Bab Dua Empat

848 51 0
                                    

"MEMANGNYA kamu sudah packing?" Zulkifli siap dengan kunci mobilnya, berniat mengantarkan sang sahabat menuju bandara.

"Nah, itu. Sekalian ke rumah aku dulu, kamu bantu aku supaya nggak terlalu lama." Kekehan Fiona muncul begitu wajah tertekuk Zulkifli tertangkap pandangannya.

"Iya, deh."

"Syukron katsiron!" Dalam satu sentak saja Fiona mampu merangkul tubuh tinggi sahabatnya dari samping. "Kamu memang yang paling bisa dimanfaatkan."

Zulkifli memandang nanar. "Kok jahat, sih."

"Eh, maksudnya diandalkan. Itu salah sebut." Fiona tergelak. Sedangkan pemuda yang berjalan di sampingnya hanya menggelengkan kepala tanda tidak mengerti. Sikap gadis kecilnya berbeda sekali dari biasa. Hal itu mampu menarik asistensi seorang Zulkifli.

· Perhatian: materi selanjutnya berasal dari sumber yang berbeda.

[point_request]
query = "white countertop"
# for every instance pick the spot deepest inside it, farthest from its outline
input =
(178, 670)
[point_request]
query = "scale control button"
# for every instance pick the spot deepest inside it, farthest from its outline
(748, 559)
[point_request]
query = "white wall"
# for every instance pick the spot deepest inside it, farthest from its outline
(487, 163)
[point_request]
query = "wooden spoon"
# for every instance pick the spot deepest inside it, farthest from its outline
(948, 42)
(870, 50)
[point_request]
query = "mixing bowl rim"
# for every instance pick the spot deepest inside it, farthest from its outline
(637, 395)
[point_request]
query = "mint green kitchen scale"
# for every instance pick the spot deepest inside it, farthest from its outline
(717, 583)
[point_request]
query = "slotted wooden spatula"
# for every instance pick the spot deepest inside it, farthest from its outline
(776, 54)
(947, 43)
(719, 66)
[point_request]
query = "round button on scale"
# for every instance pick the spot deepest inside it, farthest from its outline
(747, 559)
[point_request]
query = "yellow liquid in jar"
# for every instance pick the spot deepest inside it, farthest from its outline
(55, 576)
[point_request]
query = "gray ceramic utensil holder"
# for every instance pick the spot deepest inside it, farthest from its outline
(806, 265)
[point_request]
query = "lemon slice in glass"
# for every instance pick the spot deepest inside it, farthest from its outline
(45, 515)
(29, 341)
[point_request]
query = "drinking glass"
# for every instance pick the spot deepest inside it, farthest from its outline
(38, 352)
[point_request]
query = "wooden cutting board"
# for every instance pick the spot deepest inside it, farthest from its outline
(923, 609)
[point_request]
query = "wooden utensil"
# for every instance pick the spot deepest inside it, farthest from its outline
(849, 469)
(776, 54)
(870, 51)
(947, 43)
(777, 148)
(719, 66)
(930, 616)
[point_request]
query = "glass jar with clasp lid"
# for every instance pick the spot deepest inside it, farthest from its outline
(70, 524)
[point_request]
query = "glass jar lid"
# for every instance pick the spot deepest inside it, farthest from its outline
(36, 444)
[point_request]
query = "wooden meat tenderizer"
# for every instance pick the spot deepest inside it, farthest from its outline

"Sudah kasih kabar ke Farah?"

Fiona mengangguk saat mereka sudah masuk di dalam mobil. "Aku sudah kirim email."

Mengangguk, hanya itu respon dari Zulkifli. Mereka hening, tidak ada yang memulai percakapan. Akhirnya, Fiona memutuskan mengecek kembali surel yang baru saja ia kirimkan pada lain sahabatnya.

Dari : azucena05@gmail.com
Kepada : farahanifah@gmail.com
Subjek : Hai!
Assalamu'alaikum, Farah! Masih ingat aku nggak? Sahabat lama, loh. Aku lihat postingan kamu, lagi nggak di Indonesia, ya? Benar?

Terkirim beberapa menit lalu. Helaan napas Fiona terdengar, semoga saja sebelum sampai di Dubai, Farah sudah membalas.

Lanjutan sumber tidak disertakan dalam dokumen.